Learning Agile Skills via Adversarial Imitation of Rough Partial Demonstrations

Autonomous Learning Group, Max Planck Institute for Intelligent System, Germany

Robotic Systems Lab, ETH Zurich, Switzerland

Best Paper Award Finalist, CoRL 2022

Abstract

Learning agile skills is one of the main challenges in robotics. To this end, reinforcement learning approaches have achieved impressive results. These methods require explicit task information in terms of a reward function or an expert that can be queried in simulation to provide a target control output, which limits their applicability. In this work, we propose a generative adversarial method for inferring reward functions from partial and potentially physically incompatible demonstrations for successful skill acquirement where reference or expert demonstrations are not easily accessible. Moreover, we show that by using a Wasserstein GAN formulation and transitions from demonstrations with rough and partial information as input, we are able to extract policies that are robust and capable of imitating demonstrated behaviors. Finally, the obtained skills such as a backflip are tested on an agile quadruped robot called Solo 8 and present faithful replication of hand-held human demonstrations.

WASABI

In this work, we present a novel adversarial imitation learning method named Wasserstein Adversarial Behavior Imitation (WASABI).

Oral Presentation

This work was presented at the Conference on Robot Learning (CoRL) 2022 in Auckland, New Zealand. It was awarded to the best paper finalist.

Overview

Given a reference dataset defining the desired base motion, the system trains a discriminator that learns an imitation reward for the policy training. This imitation reward is then combined with a regularization reward and termination penalty to train a policy that enables the robot to replicate the demonstrated motion while maintaining feasible and stable joint actuation.

WASABI Overview

Evaluation

We evaluate WASABI on the Solo 8 robot,  an open-source research quadruped robot that performs a wide range of physical actions, in simulation and on the real system. For evaluation, we introduce 4 different robotics tasks.

SOLOLEAP

Moving forward with a jumping motion.

SOLOWAVE

Producing wave-like locomotion behavior.

SOLOSTANDUP

Standing up on the hind legs.

SOLOBACKFLIP

Generating a full backflip.

Cross-Platform Imitation

Using the recorded reference motion from Solo, we apply WASABI to ANYmal. As only base information is used, WASABI allows cross-platform skill imitations. With a manual offset on the base height dimension addressing different sizes of the platforms, we achieve decent wave behaviors on ANYmal.

ANYMALWAVE

The corresponding wave motion learned by ANYmal, yet from the reference data recorded from Solo 8.

ANYMALBACKFLIP

The corresponding backflip motion learned by ANYmal, yet from the reference data recorded from Solo 8.

Extensions

We show some futher extensions of our work and its potential to learn cross-platform skills.

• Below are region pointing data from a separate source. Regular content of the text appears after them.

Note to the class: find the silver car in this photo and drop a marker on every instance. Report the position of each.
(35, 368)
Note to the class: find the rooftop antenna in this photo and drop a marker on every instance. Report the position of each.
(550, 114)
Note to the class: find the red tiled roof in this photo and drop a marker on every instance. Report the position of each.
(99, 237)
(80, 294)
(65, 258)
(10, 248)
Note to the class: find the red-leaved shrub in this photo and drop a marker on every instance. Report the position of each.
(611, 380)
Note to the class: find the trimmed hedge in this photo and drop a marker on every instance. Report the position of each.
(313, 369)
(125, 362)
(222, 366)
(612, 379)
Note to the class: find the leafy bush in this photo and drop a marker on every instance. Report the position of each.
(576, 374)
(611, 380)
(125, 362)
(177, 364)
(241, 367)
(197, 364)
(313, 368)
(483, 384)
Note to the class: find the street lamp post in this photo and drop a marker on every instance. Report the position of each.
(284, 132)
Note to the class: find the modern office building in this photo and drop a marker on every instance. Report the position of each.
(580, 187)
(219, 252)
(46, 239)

SOLOWAVE - Velocity Control

Diversity in the reference dataset allows more freedom in motion control. The variance in demonstration speed offers the possibility of active velocity control in locomotion tasks such as SOLOWAVE.

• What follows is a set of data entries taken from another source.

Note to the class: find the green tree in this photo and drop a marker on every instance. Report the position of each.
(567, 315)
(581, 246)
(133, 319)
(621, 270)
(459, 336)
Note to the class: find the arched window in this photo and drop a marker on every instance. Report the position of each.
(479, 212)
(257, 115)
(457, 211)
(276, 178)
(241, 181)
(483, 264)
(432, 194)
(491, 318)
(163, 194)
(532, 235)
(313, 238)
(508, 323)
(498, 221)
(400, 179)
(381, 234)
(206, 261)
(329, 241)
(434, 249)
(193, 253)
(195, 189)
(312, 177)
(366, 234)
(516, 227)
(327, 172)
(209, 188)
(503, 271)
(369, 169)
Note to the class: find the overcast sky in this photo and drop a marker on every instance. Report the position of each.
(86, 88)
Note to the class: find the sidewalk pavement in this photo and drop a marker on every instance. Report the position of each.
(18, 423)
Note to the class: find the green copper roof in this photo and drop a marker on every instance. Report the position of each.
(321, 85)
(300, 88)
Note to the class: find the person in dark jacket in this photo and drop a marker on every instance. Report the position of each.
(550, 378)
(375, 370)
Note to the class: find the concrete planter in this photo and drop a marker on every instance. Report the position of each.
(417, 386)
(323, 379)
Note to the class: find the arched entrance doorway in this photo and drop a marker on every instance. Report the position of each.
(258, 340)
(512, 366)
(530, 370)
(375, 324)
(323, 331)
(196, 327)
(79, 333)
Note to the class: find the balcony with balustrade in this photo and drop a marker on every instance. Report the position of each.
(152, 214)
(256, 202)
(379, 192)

SOLOBACKFLIP - Single Flip

With an additional variable in the observation space of the control policy indicating whether the robot has finished a backflip, active execution of a single flip is achieved.

Reward Ablation

We present motion comparisons to highlight the importance of the regularization and termination rewards.

Regularization Reward

Regularization terms guarantee stable and smooth robot motions, as with many reinforcement learning control methods for robotics. For the best performance on the real robot, they are specifically adjusted for different robot platforms, different tasks, and different quality of reference motions.

Termination Reward

The termination reward is implemented to prevent the learning agent from ending the episode actively. As the value of the imitation reward can be negative due to the unbounded discriminator output, we use this term to make early termination a worse option than continuing learning from the reference motion.

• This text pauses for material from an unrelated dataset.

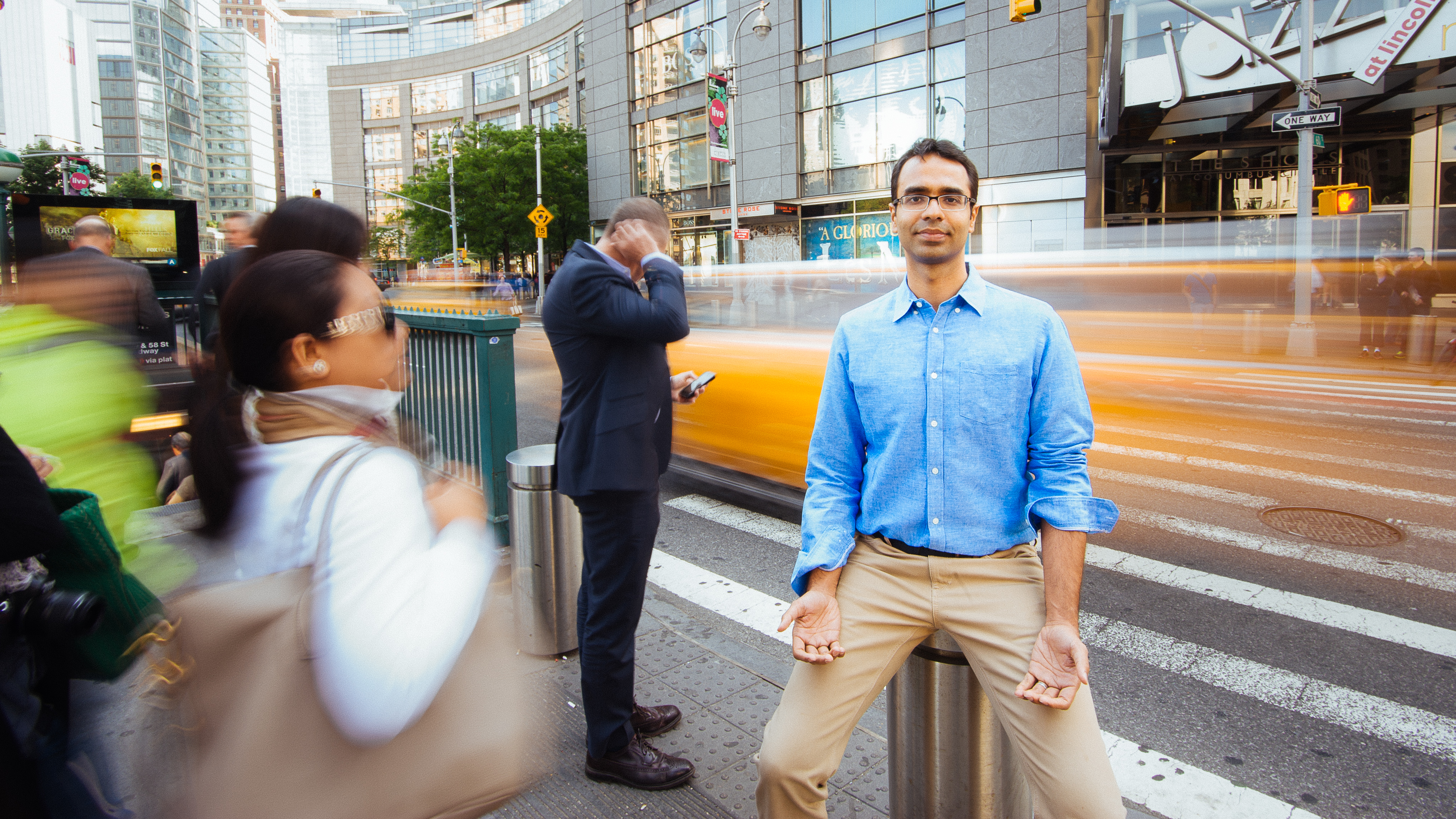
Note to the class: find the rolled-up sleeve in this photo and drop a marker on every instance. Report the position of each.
(836, 470)
(1061, 492)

Policy Observation Ablation

We present motion comparisons to highlight the importance of the base information in the observation space of the control policies.

Only Joint Information

For highly dynamic motions, the robot fails to distinguish states where it has to react differently from only the joint information. For instance, perceiving only the joint states does not provide enough information about whether the robot has successfully taken off in SOLOBACKFLIP.